The King of Fighters 2002 arrived in arcades in 2002 as part of SNK's long-running annual fighting game series, developed by Eolith and Playmore following SNK's bankruptcy and restructuring in 2001. The game came after the story-arc-heavy NESTS Chronicles saga (KOF '99 through 2001) and deliberately stepped away from narrative continuity, billing itself as a "Dream Match" entry — a format previously used in KOF '98 — that allowed developers to pull fan-favorite characters from across the series' history without being bound by plot constraints. This gave the roster an unusually broad appeal, featuring characters from the Orochi, NESTS, and earlier eras all competing on the same stage.
Mechanically, KOF 2002 runs on the same MVS and AES hardware that SNK had refined throughout the 1990s, and it represents a deliberate return to the "Gauge System" structure of KOF '98 rather than the Tactical Order System or the more complex mechanics introduced in '99 through 2001. Players build a Power Gauge during the match by attacking, being hit, or performing special moves, and can spend that gauge on Super Special Moves (SDMs) or, when the gauge is maxed and health is critical, the devastating MAX Super Special Moves (MDMs).
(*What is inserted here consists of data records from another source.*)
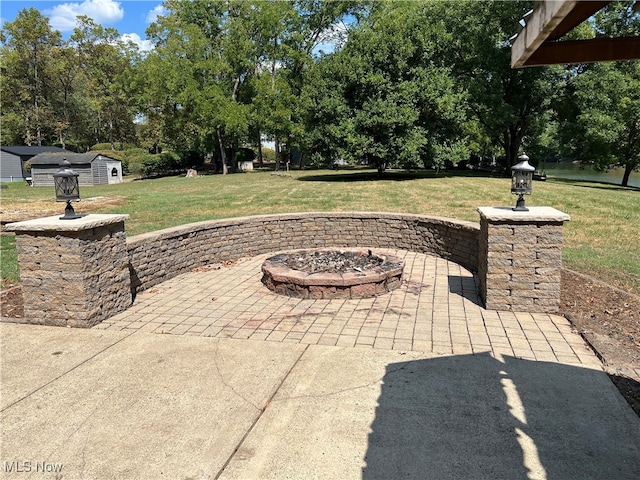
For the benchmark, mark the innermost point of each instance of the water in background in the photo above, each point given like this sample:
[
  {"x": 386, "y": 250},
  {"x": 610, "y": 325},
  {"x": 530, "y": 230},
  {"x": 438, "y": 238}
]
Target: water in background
[{"x": 580, "y": 172}]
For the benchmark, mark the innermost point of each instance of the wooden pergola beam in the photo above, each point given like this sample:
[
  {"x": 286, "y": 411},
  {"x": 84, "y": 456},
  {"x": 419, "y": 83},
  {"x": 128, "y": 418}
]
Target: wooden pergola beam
[
  {"x": 585, "y": 51},
  {"x": 552, "y": 19}
]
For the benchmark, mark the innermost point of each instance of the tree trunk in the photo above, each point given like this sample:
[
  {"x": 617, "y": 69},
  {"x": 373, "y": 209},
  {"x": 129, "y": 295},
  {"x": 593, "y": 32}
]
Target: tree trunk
[
  {"x": 260, "y": 159},
  {"x": 277, "y": 145},
  {"x": 223, "y": 155},
  {"x": 628, "y": 168}
]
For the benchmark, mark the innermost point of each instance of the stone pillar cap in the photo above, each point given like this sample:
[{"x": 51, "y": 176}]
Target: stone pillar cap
[
  {"x": 535, "y": 214},
  {"x": 54, "y": 224}
]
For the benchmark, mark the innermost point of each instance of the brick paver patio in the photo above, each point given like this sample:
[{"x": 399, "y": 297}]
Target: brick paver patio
[{"x": 435, "y": 310}]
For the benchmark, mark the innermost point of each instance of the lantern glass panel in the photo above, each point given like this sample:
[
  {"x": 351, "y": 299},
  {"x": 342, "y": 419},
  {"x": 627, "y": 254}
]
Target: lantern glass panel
[
  {"x": 66, "y": 184},
  {"x": 521, "y": 182}
]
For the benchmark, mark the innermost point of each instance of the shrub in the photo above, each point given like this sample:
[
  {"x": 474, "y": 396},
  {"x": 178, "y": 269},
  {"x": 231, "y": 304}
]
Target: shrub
[{"x": 268, "y": 155}]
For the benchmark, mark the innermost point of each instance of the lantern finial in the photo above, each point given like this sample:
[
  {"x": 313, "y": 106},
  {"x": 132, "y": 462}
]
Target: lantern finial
[
  {"x": 67, "y": 189},
  {"x": 521, "y": 181}
]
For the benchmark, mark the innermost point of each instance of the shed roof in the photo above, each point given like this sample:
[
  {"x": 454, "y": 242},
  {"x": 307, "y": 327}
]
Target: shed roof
[
  {"x": 73, "y": 158},
  {"x": 24, "y": 150}
]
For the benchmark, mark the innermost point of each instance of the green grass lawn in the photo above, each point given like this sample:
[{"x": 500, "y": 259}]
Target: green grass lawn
[{"x": 602, "y": 239}]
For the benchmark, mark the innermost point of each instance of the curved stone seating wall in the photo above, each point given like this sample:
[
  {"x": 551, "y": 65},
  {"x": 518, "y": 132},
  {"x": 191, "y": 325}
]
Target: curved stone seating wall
[
  {"x": 77, "y": 273},
  {"x": 157, "y": 256}
]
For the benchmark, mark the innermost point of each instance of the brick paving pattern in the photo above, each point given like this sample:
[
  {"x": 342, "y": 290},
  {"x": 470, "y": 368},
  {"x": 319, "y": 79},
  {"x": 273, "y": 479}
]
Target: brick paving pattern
[{"x": 435, "y": 310}]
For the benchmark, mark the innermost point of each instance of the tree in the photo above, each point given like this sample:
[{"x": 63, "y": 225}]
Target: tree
[
  {"x": 27, "y": 48},
  {"x": 107, "y": 63},
  {"x": 384, "y": 99},
  {"x": 606, "y": 121},
  {"x": 509, "y": 104}
]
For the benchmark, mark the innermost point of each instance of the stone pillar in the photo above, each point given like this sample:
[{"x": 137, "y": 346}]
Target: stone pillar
[
  {"x": 520, "y": 258},
  {"x": 73, "y": 272}
]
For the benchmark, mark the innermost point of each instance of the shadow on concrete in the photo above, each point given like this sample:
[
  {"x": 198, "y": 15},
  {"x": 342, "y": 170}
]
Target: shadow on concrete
[
  {"x": 466, "y": 287},
  {"x": 473, "y": 416}
]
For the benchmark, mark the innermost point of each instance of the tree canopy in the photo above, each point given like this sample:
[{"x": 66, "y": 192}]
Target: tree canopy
[{"x": 409, "y": 84}]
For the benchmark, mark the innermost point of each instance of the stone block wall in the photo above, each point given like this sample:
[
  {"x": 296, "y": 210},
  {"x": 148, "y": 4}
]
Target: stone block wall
[
  {"x": 73, "y": 272},
  {"x": 520, "y": 259},
  {"x": 158, "y": 256},
  {"x": 80, "y": 272}
]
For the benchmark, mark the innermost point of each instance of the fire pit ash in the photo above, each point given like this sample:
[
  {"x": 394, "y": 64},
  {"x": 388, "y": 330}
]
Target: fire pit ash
[{"x": 332, "y": 273}]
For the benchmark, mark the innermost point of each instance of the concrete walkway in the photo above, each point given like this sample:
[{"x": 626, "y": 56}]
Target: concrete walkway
[{"x": 422, "y": 383}]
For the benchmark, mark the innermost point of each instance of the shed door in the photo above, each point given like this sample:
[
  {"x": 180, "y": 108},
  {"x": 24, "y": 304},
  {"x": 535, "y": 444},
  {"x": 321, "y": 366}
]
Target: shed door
[{"x": 114, "y": 172}]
The removal of the Striker system that had defined the NESTS era was a conscious design choice, streamlining the experience back toward pure one-on-one team combat.
Teams are assembled from a roster of 44 characters (in the original arcade release), each with their own command normals, special moves, and super cancels. Matches are structured as best-of-one rounds per character in a three-on-three team format, with the winning player carrying over any remaining health to the next fight — a tension-building mechanic that rewards efficient play and punishes recklessness. The controls use SNK's classic four-button layout (Light Punch, Light Kick, Strong Punch, Strong Kick), and the game supports the advanced technique of canceling normals into specials and specials into supers, giving high-level play a deep combo expression.
The arcade release used the Neo Geo MVS board, a platform that had been commercially active since 1990 and was by 2002 showing its age against newer Naomi and CPS-3 hardware from competitors. Despite the aging hardware, KOF 2002 was praised in arcade circles for its tight, responsive gameplay and the sheer density of its character roster. The "Dream Match" framing resonated strongly with long-time fans who had wanted to see characters like Rugal Bernstein, Kula Diamond, and Iori Yagami on the same card without narrative justification. The game became a fixture in Asian arcade markets, particularly in South Korea, Japan, and China, where it maintained a competitive community for years beyond its initial release. Its balance, while not perfect — certain characters like Choi Bounge and O.Yashiro are considered outliers — was regarded as a significant improvement over the NESTS-era entries, and the game's competitive scene helped cement it as one of the most enduring entries in the franchise.